The inquiry into Kathleen Folbigg’s convictions for killing her four children has heard the presence of several medical pathologies in three of her four children provide reasonable explanations for their deaths.
Science has been at the forefront of this inquiry, with research into variations to two of the Folbigg children’s genomes – her daughters Sarah and Laura – prompting the New South Wales government to reopen investigation of her convictions.
Folbigg was convicted of murdering Patrick, Sarah and Laura, and of the manslaughter of her first child Caleb. She has served 20 years of a 30-year sentence.
The subject of that research led by an international team of researchers is a variation to a calmodulin-coding gene, CALM2. Counsel assisting the inquiry, led by Sophie Callan SC, told inquirer Tom Bathurst KC at the beginning of today’s closing submissions the variation known as G114R was a “reasonably possible cause” of Sarah and Laura’s deaths.
Additionally, counsel assisting found Laura’s myocarditis gave rise to a “strong causal connection” to her death, in addition to the CALM2 gene variation.

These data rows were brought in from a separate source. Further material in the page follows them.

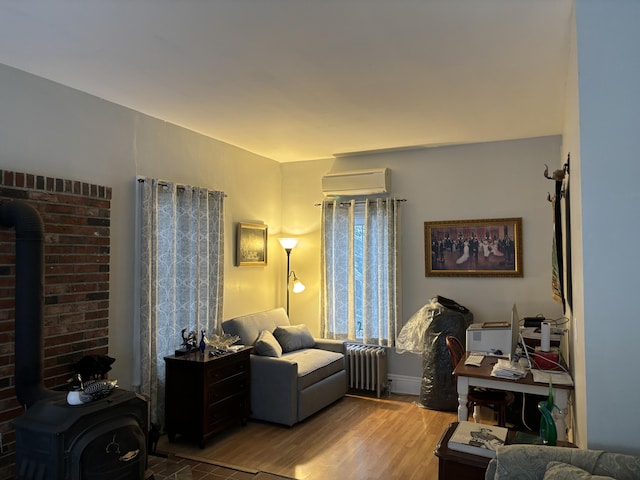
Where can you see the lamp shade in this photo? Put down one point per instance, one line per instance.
(298, 286)
(288, 243)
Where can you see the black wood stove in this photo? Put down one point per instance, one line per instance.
(103, 439)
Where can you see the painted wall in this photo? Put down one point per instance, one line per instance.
(489, 180)
(609, 114)
(571, 146)
(49, 129)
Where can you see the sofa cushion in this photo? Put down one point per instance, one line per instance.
(294, 337)
(564, 471)
(248, 327)
(314, 365)
(267, 345)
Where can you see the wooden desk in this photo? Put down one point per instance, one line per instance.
(469, 376)
(454, 465)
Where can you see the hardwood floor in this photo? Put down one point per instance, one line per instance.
(358, 437)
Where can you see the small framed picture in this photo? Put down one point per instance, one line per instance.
(251, 245)
(473, 248)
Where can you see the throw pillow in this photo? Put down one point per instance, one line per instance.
(564, 471)
(294, 337)
(267, 346)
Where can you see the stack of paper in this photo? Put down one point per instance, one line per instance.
(507, 369)
(477, 438)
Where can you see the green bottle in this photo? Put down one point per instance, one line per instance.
(548, 431)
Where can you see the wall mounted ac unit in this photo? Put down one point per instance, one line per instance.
(357, 182)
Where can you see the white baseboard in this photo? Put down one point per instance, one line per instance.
(405, 385)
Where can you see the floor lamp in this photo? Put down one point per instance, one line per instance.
(289, 244)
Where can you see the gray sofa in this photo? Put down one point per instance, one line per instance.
(537, 462)
(294, 376)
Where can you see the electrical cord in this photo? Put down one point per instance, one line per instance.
(526, 349)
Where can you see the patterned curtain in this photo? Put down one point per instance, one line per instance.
(360, 297)
(181, 276)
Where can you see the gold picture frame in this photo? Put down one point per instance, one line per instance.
(251, 245)
(473, 248)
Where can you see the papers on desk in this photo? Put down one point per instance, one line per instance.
(557, 378)
(508, 369)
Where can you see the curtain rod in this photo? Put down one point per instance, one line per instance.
(165, 183)
(362, 201)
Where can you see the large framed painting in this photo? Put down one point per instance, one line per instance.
(251, 245)
(473, 248)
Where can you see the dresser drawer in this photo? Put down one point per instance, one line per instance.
(238, 384)
(226, 412)
(204, 395)
(226, 370)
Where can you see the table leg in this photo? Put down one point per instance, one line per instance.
(463, 392)
(561, 398)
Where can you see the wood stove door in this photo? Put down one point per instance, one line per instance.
(113, 450)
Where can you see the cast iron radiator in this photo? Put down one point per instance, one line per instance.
(367, 367)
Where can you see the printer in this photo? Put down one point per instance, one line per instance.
(490, 338)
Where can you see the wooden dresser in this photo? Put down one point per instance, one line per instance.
(205, 395)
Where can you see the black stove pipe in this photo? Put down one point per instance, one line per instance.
(29, 302)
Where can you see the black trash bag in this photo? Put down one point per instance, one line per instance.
(426, 333)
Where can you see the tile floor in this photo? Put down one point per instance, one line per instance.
(177, 468)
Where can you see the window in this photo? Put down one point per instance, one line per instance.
(360, 290)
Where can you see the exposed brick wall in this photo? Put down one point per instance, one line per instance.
(76, 219)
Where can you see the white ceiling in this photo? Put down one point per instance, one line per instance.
(306, 79)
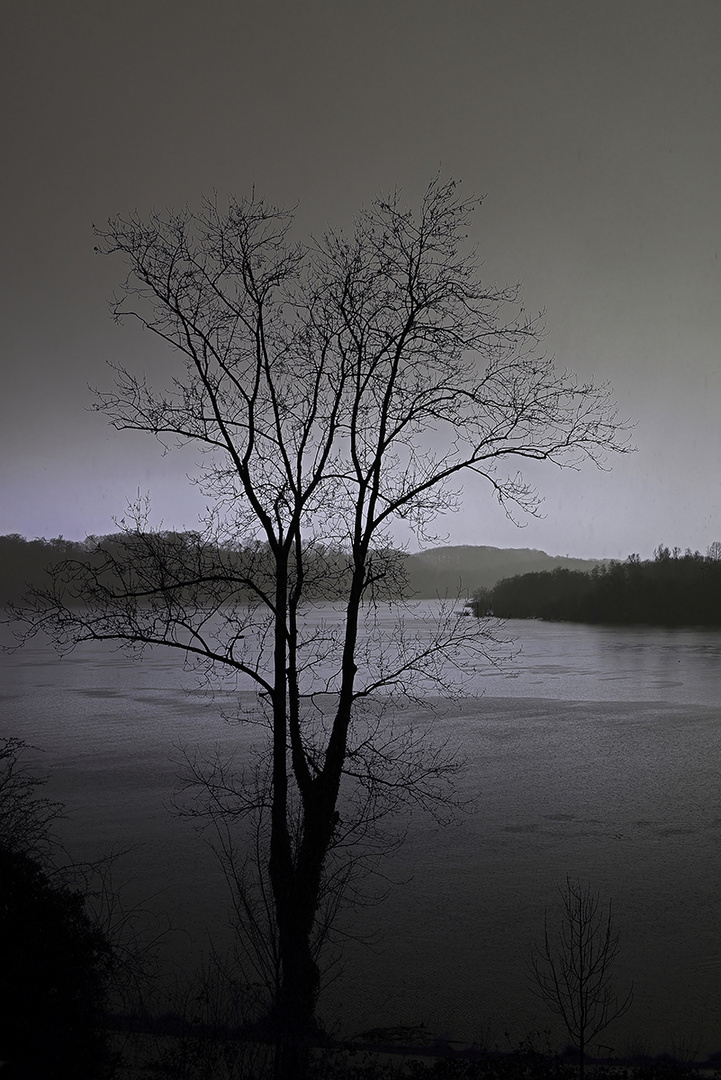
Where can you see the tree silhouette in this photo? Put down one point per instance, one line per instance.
(573, 974)
(335, 389)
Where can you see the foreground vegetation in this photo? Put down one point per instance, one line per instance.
(670, 590)
(67, 1013)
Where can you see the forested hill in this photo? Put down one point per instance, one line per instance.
(460, 570)
(671, 590)
(440, 571)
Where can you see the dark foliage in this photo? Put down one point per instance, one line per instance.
(52, 977)
(672, 590)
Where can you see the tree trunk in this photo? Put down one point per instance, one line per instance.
(294, 1012)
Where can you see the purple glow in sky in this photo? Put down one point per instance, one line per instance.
(593, 129)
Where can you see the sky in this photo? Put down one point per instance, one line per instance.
(592, 129)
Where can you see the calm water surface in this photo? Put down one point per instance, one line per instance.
(596, 753)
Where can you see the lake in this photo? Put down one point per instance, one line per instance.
(595, 753)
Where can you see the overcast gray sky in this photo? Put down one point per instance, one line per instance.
(594, 129)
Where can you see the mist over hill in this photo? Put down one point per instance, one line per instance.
(449, 571)
(459, 570)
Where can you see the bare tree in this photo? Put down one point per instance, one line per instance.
(573, 972)
(335, 389)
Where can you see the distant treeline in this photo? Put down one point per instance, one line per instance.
(449, 571)
(670, 590)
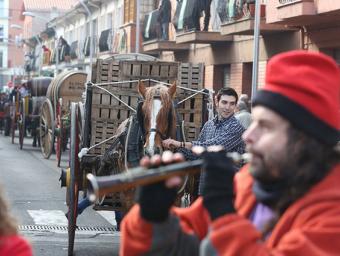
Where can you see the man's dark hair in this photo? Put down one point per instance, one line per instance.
(226, 91)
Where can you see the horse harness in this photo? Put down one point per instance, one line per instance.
(140, 118)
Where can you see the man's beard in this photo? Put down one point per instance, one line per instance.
(276, 168)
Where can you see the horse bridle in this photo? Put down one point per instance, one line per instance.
(140, 118)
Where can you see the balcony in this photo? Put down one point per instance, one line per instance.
(156, 45)
(299, 12)
(240, 21)
(152, 36)
(201, 37)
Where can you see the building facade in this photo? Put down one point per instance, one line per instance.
(226, 49)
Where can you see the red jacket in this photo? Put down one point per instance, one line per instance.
(310, 226)
(14, 245)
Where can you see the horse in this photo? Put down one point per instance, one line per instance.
(157, 116)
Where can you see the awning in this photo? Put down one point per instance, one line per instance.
(151, 27)
(74, 50)
(86, 48)
(48, 32)
(185, 12)
(105, 40)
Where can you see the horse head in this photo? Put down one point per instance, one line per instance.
(159, 118)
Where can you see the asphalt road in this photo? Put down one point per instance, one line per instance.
(31, 185)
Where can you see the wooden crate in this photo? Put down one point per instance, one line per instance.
(191, 110)
(107, 113)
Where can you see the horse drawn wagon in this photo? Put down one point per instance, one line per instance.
(119, 126)
(26, 102)
(65, 88)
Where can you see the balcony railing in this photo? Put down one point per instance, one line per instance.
(230, 11)
(288, 1)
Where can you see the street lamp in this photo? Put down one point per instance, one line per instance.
(16, 26)
(34, 15)
(89, 13)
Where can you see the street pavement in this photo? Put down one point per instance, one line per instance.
(31, 186)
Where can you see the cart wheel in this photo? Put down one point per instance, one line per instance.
(81, 121)
(13, 127)
(13, 118)
(60, 135)
(74, 177)
(21, 122)
(47, 128)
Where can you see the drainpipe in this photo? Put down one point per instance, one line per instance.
(137, 25)
(256, 48)
(89, 13)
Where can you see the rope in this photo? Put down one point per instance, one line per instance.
(150, 80)
(114, 96)
(84, 151)
(193, 95)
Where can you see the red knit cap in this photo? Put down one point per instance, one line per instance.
(304, 87)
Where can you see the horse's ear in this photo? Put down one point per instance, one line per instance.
(141, 89)
(172, 89)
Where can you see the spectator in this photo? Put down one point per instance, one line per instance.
(242, 114)
(286, 202)
(11, 243)
(223, 130)
(164, 18)
(245, 99)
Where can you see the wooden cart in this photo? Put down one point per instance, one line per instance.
(25, 108)
(111, 98)
(67, 87)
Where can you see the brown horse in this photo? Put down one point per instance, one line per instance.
(159, 117)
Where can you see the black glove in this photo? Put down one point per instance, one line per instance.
(218, 194)
(155, 201)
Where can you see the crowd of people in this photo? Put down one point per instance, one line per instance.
(285, 201)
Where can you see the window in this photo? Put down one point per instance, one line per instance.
(2, 8)
(1, 59)
(226, 76)
(109, 21)
(129, 11)
(2, 33)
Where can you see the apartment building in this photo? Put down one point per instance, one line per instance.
(226, 49)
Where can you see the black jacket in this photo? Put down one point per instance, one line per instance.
(165, 12)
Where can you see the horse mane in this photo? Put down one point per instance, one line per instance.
(162, 92)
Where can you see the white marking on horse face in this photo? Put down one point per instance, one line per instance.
(155, 108)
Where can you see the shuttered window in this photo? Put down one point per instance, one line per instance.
(129, 11)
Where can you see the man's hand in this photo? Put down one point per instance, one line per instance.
(218, 194)
(171, 144)
(155, 200)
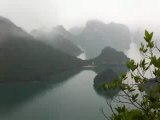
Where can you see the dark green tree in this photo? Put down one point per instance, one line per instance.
(139, 98)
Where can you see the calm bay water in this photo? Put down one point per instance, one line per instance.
(73, 98)
(66, 96)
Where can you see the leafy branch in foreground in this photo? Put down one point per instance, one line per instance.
(139, 98)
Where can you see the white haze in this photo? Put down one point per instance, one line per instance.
(31, 14)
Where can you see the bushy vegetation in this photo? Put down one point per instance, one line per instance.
(139, 98)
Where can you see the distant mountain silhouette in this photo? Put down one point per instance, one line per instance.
(22, 58)
(59, 38)
(8, 27)
(97, 35)
(110, 56)
(76, 30)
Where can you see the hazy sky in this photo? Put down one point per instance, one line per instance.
(31, 14)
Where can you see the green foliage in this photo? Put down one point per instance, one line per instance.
(144, 101)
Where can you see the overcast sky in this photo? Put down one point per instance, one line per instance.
(31, 14)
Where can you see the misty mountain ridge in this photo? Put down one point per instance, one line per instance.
(23, 58)
(58, 38)
(8, 27)
(95, 36)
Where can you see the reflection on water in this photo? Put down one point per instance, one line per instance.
(104, 75)
(73, 98)
(13, 95)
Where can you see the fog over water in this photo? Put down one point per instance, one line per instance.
(47, 13)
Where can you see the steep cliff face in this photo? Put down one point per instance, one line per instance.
(97, 35)
(22, 58)
(58, 38)
(111, 56)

It also suggested the progression of Patrick’s epilepsy had a similar causative connection to his death.
No cause of death – beyond sudden infant death syndrome – has been proposed for Caleb.
Counsel assisting the inquiry provides independent management of proceedings in support of the inquirer, including in the preparation and presentation of evidence and examination of experts to elicit facts. The inquirer, however, will make his own findings, considering evidence presented, and closing submissions this week.
Callan also indicated in her opening summary that the NSW Director of Public Prosecutions had accepted counsel assisting’s conclusion, and that the inquiry could conclude reasonable doubt as to Folbigg’s guilt now exists.
Representatives of Folbigg, her former husband Craig, the DPP and forensic pathologist Dr Alan Cala, who performed the post-mortem examination of Laura Folbigg, will also provide final submissions.